Adelia menoleh sigap, ekspresi wajahnya jadi aneh, matanya membulat dengan dahi yang mengerut. Sementara Kanaya malah tertawa geli melihat raut wajah Adelia yang terkejut dan malu di saat bersamaan. “Kau apa-apaan, sih, Nay. Kenapa jadi dia lagi? Oh, jangan-jangan selama ini kau berkirim pesan dengannya, ya?” teriak Adelia yang di sahut tawa geli Kanaya.
***
Tidak ada kuliah hari Sabtu, tapi Adelia tetap pulang lebih awal. Besok dia yang menjaga toko seharian bersama Mira, karena Kanaya si gadis yang baru saja jatuh cinta itu akan mengambil cuti. Adelia berjalan perlahan, melewati pertokoan yang panjang. Dia berniat membeli es tebu dan rujak buah di taman sekitar mal. Karena belum sore dan cuaca tidak terlalu panas, Adelia memutuskan untuk berjalan kaki. Kebetulan pula dia tak membawa kendaraannya hari ini.
Adelia menenteng es tebu dan rujak buah di kedua tangan, kemudian duduk di salah satu bangku taman. Taman ini berada di samping mal, dan menghadap ke jalan raya. Semua terlihat, mobil mau pun sepeda motor yang berlalu-lalang. Sesekali angin yang tiba-tiba datang entah darimana itu menerbangkan rambut hitamnya yang sudah melewati bahu. Adelia menyedot es tebu dengan perlahan, matanya terpaku pada sebuah sepeda motor yang tiba-tiba memarkir di pinggir taman.
Seorang lelaki bertubuh tinggi kurus itu turun dari motor, mengecek kotak yang terikat kuat di bagian belakang dan melihat ke arah Adelia. Lelaki itu melepas helmnya. Senyum di wajahnya pun mengembang sempurna, tangannya melambai ke arah Adelia yang terheran. Kemudian, dia berlari kecil dan langsung duduk di samping Adelia, bahkan Adelia urung meminum es tebunya lantaran keheranan melihat Lelaki yang tak lain adalah Ilay.
“Kenapa kau ke sini?”
Ilay tertawa renyah, “apa butuh alasan untuk datang ke sini?”

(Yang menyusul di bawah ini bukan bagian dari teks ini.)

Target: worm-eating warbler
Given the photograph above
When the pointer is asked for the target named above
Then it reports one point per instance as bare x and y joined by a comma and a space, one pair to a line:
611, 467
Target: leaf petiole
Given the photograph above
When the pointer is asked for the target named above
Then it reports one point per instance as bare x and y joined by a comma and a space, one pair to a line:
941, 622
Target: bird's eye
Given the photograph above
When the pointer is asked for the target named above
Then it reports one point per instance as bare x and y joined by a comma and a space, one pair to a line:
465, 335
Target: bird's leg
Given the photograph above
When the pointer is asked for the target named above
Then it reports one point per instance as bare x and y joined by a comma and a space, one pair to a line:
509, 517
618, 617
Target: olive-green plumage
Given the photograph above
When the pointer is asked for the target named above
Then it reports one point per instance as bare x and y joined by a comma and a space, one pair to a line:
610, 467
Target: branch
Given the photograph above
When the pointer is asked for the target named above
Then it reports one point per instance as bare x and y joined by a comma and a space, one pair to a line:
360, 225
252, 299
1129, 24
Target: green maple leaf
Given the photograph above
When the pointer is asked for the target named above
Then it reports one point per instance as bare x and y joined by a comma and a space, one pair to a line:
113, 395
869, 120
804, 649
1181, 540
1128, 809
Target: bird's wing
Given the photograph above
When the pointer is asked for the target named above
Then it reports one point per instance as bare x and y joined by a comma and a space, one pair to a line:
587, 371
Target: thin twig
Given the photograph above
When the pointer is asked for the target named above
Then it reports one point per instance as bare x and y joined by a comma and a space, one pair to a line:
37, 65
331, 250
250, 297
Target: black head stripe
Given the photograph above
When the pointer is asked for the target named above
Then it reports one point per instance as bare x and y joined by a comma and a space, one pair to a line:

Adelia berdecak lirih, mulutnya menyedot es tebu itu dengan gerakan cepat. Sementara itu, Ilay hanya tersenyum dengan tatapan yang tak beralih dari wajah Adelia yang menekuk.
“Kenapa tidak membalas pesanku?”
“Apa yang harus ku balas saat kau hanya mengirimkan emotikon berkedip padaku,” ujar Adelia sambil mengunyah rujak buahnya.
“Oh, maksudmu jika aku mengirim pesan berisi kata-kata lain, kau akan membalasnya?”
Adelia mendelik, “aku tidak bilang seperti itu,” jawabnya malas.
Melihat Ilay yang masih bisa tertawa, bahkan ketika Adelia sudah berbicara ketus padanya, membuat Adelia bertanya-tanya, terbuat dari apa hatinya? Jika di ingat, dia selalu begitu bahkan sejak pertama kali mereka bertemu di panti.
“Berhentilah tertawa! Kau membuatku kesal.”
Ilay menahan tawanya dengan sedikit berdeham. “Itu karena aku senang bisa bertemu denganmu lagi.” Ilay menatap jauh ke depan, di mana angin bertiup perlahan, menggoyangkan dahan pohon yang rindang di taman itu. “Terlebih, kau sudah menemukan kebahagiaan, aku sangat senang, Hanna.”
Adelia tertegun, memandang Ilay yang kali ini tidak melihat ke arahnya. Tatapan Ilay jauh ke depan, dan senyum jahil yang biasa dia keluarkan telah berganti dengan senyum lega penuh rasa senang. Sesuatu menggelitik perasaan Adelia, rasa hangat mengalir dalam tiap desiran darahnya. Mengapa dia begitu nyaman dengan perasaan ini, bahkan sejak dulu pun begitu. Adelia mengingat kenangannya dulu, di saat dia merasa gundah, Ilay akan selalu ada di sampingnya. Dan yang dia lakukan adalah...
“Semoga kau terus bahagia seperti ini, Hanna.” Ilay tersenyum sembari mengusap perlahan puncak kepala Adelia.